Bumpalo and numa

Hi,

I have a problem that is very parallel and running on a two socket system exposing 4 numa nodes to the os (windows). Now, it seems to be latency bound so I’m looking to make it numa aware.

The memory used is roughly in two parts, a working set for each thread and a large global result Vec.

The plan is roughly to on process start lock each of the rayon threads to a node. Thread working memory will then be allocated in each thread which should make windows allocate it on the right numa node.

The problem I have is that each worker thread needs to allocate lots of relatively small objects and occasionally reset them.

So I found bumpalo which looks perfect for this use case.

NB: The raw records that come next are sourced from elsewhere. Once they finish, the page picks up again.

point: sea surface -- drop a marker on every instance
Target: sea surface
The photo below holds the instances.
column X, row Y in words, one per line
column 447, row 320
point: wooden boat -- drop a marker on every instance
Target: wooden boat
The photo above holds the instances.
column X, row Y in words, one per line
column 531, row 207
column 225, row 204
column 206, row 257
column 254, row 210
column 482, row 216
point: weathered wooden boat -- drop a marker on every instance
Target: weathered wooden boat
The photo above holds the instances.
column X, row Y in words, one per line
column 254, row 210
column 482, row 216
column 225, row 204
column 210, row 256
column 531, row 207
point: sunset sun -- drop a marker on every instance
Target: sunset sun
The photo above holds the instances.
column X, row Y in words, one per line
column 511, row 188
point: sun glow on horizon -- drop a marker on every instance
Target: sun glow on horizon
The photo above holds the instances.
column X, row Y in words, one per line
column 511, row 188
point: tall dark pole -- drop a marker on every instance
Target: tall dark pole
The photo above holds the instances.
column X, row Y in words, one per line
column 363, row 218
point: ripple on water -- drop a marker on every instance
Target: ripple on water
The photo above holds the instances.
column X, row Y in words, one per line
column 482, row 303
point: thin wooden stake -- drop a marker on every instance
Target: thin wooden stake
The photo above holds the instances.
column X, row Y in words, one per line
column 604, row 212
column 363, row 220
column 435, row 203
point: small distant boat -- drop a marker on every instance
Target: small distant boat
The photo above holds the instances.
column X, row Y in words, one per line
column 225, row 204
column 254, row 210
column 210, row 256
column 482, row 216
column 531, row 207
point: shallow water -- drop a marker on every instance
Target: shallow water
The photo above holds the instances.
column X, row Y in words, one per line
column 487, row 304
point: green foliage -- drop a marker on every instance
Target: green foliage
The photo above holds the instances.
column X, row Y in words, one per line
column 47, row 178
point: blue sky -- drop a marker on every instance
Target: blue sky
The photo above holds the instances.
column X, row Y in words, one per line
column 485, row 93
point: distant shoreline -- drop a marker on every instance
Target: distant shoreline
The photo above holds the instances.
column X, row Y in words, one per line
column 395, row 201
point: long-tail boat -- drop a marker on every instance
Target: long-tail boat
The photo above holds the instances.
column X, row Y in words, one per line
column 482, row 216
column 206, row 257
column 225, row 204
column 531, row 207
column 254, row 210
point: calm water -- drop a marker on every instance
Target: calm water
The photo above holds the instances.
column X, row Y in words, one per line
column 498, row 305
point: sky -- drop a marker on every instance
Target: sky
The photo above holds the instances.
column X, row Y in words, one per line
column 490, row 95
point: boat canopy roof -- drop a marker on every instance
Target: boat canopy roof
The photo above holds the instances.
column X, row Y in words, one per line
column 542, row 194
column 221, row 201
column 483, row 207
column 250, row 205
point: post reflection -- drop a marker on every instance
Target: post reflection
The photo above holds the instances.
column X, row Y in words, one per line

Now to my question - I would like to use huge pages (I can find any crate for that on windows so will be using VirtualAlloc2 directly) - but I can’t seem to find any way in bumpalo to myself provide the backing array - I.e. is it possible to not get bumpalo to allocate the backing array from the standard allocator (which I assume will use normal pages)? Or is there some other smart solution I’m not think about apart from forking bumpalo and modifying the allocation code myself?

Any pointers appreciated.

1 Like

Fyi, posted Pull request? - Allocating underlying store from non-global allocator · Issue #259 · fitzgen/bumpalo since it seems clear to me that it's not possible today.

Still a bit unsure if this is the best approach - but it makes sense to me.

1 Like